Seven years ago I set out to trace the lives of two Muslim women who were becoming Joan-of-Arc figures for what the Bush Administration used to call "the global war on terror." The first was Ayaan Hirsi Ali, a Somali-born activist and author of the bestselling autobiography "Infidel," whose life was threatened for her criticisms of Islam. The second was Aafia Siddiqui, a Pakistani neuroscientist who was being hunted as an accomplice of al-Qaeda and who is now serving an 86-year sentence in federal prison. One striking thing I learned was that both for jihadis, on one side, and also for some Westerners, talking about the place of Muslim women became a kind of code for talking about the power of the West in Muslim societies.
Ayaan Hirsi Ali rose to worldwide fame after the Dutch film director Theo van Gogh, her collaborator on a short movie decrying Islam's treatment of women, was murdered on the streets of Amsterdam. Hirsi Ali was often described as a feminist and advocate of free speech, but her criticisms of Islam went much further than that. She called the Prophet Muhammad a pervert and a tyrant, and said Muslims should stop seeing him as their guide to moral behavior. She said the West and its culture were far superior to that of Islam, and she even asserted that the West needed to crush Islam militarily.
Hirsi Ali's sweeping denunciations thrilled many American and European conservatives, who praised her as a "feminist hawk" and accused her critics of capitulating to her jihadi enemies. Near the height of this ideological frenzy, The Times of London in 2007 declared the question of whether the Netherlands should keep paying for her bodyguards even after she moved to the United States to be a litmus test in a new culture war. Real progressives would demand that Dutch taxpayers pay, while phony progressives would disagree, the paper said.
What got drowned out in this noisy drama were the voices of thousands of women who were and are bravely working for change within their own Muslim communities. Those I interviewed in the Netherlands said that Hirsi Ali's condemnation of Islam and Muslims actually hindered their efforts to free Muslim women from the strictures of religion and culture. Some women were so angered by Hirsi Ali's statements, and by the applause they excited from the Dutch public, that they began wearing veils in protest.

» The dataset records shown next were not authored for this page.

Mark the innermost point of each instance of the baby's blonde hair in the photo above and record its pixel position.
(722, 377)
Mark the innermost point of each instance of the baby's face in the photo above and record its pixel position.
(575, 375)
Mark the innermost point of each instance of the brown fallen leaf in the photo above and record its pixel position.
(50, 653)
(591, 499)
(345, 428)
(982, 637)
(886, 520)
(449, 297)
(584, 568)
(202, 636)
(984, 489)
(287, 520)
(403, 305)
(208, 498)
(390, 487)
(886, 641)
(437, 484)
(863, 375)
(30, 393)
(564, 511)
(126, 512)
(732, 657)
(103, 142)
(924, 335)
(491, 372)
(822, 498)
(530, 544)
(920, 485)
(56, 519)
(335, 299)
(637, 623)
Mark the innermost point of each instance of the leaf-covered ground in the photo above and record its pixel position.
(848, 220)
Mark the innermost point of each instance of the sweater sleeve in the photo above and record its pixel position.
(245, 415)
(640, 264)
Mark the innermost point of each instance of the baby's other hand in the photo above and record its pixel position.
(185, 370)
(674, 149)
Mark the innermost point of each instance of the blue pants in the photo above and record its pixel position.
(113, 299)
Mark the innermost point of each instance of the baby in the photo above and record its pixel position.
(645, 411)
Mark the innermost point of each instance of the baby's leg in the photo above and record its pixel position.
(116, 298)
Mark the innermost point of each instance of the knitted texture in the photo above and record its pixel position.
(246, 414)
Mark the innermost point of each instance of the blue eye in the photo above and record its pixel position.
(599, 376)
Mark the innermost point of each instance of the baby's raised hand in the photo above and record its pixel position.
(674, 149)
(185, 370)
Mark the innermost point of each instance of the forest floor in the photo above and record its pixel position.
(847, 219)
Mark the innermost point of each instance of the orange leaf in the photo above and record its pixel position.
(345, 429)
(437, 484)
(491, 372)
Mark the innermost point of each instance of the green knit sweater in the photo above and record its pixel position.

One Muslim woman told me that Hirsi Ali made her life as a feminist ten times harder because Hirsi Ali associated feminism with the hatred of Muslims.
Hirsi Ali's mirror opposite, Aafia Siddiqui, had a similar effect in Pakistan but for different reasons. She also made life harder for women's rights activists. When Siddiqui disappeared in 2003, after the FBI announced it wanted to question her about al-Qaeda, Pakistanis assumed that the Pakistani government or the CIA had locked her in one of their secret prisons. Then in 2008 she was arrested in Afghanistan and charged with shooting at the US soldiers and investigators who came to question her. By the time she went to trial in Manhattan, in 2010, a good deal of evidence had emerged that she had spent the years between her disappearance and her capture on the run in Pakistan. Yet Pakistan's "honor squad" of Islamist and nationalistic politicians and pundits insisted that Siddiqui had been secretly imprisoned and tortured for years by the US and its Pakistani allies. Anyone who questioned Siddiqui's story, meanwhile - or suggested that Pakistani women had other things to worry about -- was accused of siding with the West against a persecuted "Daughter of the Nation."
One can only hope that the use of women's rights as hypocritical weapons in "the global war on terror" will be retired along with the name. But I wouldn't hold my breath.